Regulatory and institutional pathways
Several concrete reforms are both legally plausible and achievable. First, Article 36 review mechanisms should be partially transparentised: states should publish summary legal determinations for AI-enabled systems used in armed conflict, subject to classification redaction, acknowledging that a review occurred and addressed the system’s capabilities as deployed.
Second, statutory AI weapons review boards, technically constituted, with independent authority, should be established in significant military AI user states, with access to model documentation, deployment parameters, and post-operation review data, subject to parliamentary oversight, even if classified. Third, human-in-the-loop requirements should be legislated for lethal decisions. Fourth, defence procurement clauses should mandate auditability – version tracking and behavioural logging for any foundation model integrated into operational workflows.
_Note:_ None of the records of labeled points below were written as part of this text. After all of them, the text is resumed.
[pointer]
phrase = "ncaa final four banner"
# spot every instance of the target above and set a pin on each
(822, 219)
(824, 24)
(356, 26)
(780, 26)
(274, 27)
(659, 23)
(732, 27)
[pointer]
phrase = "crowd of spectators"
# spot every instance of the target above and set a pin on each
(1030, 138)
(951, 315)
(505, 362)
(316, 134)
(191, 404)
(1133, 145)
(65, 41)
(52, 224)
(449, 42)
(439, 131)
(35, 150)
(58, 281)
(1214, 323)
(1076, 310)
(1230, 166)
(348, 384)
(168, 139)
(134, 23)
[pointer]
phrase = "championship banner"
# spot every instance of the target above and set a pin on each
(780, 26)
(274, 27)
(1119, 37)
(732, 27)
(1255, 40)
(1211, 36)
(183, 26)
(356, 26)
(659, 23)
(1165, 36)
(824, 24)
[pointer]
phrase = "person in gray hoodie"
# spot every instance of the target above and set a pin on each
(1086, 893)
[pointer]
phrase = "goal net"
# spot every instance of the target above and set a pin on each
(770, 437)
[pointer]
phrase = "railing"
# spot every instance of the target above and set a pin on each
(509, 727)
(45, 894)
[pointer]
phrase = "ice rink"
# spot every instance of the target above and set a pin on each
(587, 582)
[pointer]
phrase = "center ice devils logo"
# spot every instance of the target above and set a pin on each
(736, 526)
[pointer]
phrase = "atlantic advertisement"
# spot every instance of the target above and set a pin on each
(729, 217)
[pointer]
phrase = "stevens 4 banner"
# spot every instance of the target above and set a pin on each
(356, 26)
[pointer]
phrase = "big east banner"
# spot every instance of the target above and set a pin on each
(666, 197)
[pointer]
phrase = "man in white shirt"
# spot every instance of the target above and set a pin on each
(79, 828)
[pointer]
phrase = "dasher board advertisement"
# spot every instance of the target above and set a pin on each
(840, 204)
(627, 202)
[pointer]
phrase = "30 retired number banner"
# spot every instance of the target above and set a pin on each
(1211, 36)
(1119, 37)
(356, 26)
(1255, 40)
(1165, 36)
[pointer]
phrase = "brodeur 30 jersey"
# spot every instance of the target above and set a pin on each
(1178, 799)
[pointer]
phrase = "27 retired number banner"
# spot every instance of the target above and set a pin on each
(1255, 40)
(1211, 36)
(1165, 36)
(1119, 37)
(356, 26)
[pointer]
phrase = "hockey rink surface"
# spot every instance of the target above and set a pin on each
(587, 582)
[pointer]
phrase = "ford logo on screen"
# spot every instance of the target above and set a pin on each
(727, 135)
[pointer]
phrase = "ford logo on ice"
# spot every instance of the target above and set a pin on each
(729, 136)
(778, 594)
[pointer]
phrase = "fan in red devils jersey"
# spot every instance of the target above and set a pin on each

The Anthropic episode is not a story about one company’s difficult choices. It is a story about how those choices were overridden by sovereign power. An American AI company drew a line, held it, was designated a national security risk by its own government, ejected from classified defence systems, and replaced within hours by a competitor willing to comply. The legal architecture of private AI governance – red lines, terms of service, refusal training was tested against sovereign prerogative and found unenforceable. Legislators, jurists, and defence strategists should treat this not as an anomaly but as the template for what comes next.
Yashweer Singh is a public policy and regulatory researcher.